Apakah itu berarti Anda harus mulai minum kopi jika tidak melakukannya sekarang? Sama sekali tidak. Jika Anda merasa enak dengan satu cangkir, tambahkan tiga cangkir lagi? Tidak ada alasan untuk itu. Kopi bukanlah vitamin. Ini bukanlah suplemen yang perlu Anda maksimalkan untuk umur panjang. Ini cukup aman, dalam jumlah sedang, bagi mereka yang sudah menoleransinya.

Perangkap Ukuran Cup

Kebingungan sebagian besar berasal dari definisi.
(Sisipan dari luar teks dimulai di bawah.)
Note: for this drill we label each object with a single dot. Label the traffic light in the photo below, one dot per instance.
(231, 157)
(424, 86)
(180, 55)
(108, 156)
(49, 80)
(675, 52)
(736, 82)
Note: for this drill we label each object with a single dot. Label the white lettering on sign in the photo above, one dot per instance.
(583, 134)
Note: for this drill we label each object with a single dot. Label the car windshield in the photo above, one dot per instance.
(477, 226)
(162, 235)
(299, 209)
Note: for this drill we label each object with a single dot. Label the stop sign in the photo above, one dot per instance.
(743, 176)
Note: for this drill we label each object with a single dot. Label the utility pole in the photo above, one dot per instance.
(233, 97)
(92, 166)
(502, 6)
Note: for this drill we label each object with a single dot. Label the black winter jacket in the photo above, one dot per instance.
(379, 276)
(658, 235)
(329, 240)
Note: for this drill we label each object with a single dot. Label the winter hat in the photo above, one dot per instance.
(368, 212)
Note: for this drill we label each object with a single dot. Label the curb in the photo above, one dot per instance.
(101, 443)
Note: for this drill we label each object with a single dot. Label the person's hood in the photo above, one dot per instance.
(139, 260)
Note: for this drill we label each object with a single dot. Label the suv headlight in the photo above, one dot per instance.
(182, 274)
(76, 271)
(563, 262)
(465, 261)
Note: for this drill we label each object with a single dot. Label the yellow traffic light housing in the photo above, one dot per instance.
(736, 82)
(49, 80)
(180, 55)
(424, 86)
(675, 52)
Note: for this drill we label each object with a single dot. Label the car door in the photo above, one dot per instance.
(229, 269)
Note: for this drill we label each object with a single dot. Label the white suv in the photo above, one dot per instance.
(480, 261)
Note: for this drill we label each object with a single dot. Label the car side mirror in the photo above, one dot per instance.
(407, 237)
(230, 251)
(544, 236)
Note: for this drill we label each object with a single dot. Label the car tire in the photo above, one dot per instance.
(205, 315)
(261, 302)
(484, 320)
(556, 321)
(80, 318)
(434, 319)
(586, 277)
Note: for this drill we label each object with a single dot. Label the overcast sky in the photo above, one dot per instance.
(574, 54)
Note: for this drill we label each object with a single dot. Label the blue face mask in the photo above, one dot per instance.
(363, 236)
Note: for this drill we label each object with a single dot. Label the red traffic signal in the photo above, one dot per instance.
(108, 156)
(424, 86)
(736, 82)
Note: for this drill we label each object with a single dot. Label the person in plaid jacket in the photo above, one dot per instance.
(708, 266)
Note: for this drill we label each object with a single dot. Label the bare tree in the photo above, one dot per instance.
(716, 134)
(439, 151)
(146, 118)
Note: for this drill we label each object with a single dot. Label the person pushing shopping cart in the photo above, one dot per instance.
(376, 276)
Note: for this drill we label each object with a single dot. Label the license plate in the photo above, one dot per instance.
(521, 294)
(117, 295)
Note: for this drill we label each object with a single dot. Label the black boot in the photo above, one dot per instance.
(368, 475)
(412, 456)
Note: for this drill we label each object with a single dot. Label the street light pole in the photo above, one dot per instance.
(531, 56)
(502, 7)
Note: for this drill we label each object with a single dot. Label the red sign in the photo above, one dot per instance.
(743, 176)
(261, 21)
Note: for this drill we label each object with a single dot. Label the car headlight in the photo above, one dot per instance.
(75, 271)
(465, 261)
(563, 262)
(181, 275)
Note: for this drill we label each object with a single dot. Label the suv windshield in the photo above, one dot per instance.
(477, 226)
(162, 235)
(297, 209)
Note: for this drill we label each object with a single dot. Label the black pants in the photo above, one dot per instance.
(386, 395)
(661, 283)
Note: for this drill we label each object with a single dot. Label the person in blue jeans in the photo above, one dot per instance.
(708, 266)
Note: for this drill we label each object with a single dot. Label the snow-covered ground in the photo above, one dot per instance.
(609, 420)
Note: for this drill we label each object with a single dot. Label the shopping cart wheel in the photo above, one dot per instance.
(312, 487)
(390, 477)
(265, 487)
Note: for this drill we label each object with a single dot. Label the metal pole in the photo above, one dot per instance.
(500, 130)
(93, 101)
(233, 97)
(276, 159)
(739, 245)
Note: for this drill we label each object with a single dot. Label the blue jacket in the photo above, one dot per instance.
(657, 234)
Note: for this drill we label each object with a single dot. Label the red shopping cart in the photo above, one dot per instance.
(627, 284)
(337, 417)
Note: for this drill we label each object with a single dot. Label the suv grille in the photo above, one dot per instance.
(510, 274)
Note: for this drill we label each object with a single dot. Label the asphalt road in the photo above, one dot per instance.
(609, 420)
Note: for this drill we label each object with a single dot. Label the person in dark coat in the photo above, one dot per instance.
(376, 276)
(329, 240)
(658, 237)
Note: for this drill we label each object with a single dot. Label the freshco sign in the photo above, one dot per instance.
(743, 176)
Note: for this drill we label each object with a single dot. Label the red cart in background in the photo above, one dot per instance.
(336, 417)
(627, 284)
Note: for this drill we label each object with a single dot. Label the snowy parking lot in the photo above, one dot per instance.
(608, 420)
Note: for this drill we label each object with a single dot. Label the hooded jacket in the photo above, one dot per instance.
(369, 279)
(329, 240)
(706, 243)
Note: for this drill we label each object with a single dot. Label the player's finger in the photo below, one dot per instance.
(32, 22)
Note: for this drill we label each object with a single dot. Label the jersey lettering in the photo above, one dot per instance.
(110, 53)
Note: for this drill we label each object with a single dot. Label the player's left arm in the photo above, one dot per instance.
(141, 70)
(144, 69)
Dalam uji klinis, satu “cangkir” berukuran 8 hingga 10 ons.

Pergi ke kedai kopi khusus. Mintalah “grande” atau “tall”. Anda mencari 16 hingga 24 ons. Itu berarti dua, terkadang tiga, cangkir standar. Jika minuman tersebut diseduh dari dark roast beans dengan metode pekat, kandungan kafeinnya bisa meroket hingga 200 bahkan 250 mg dalam satu wadah.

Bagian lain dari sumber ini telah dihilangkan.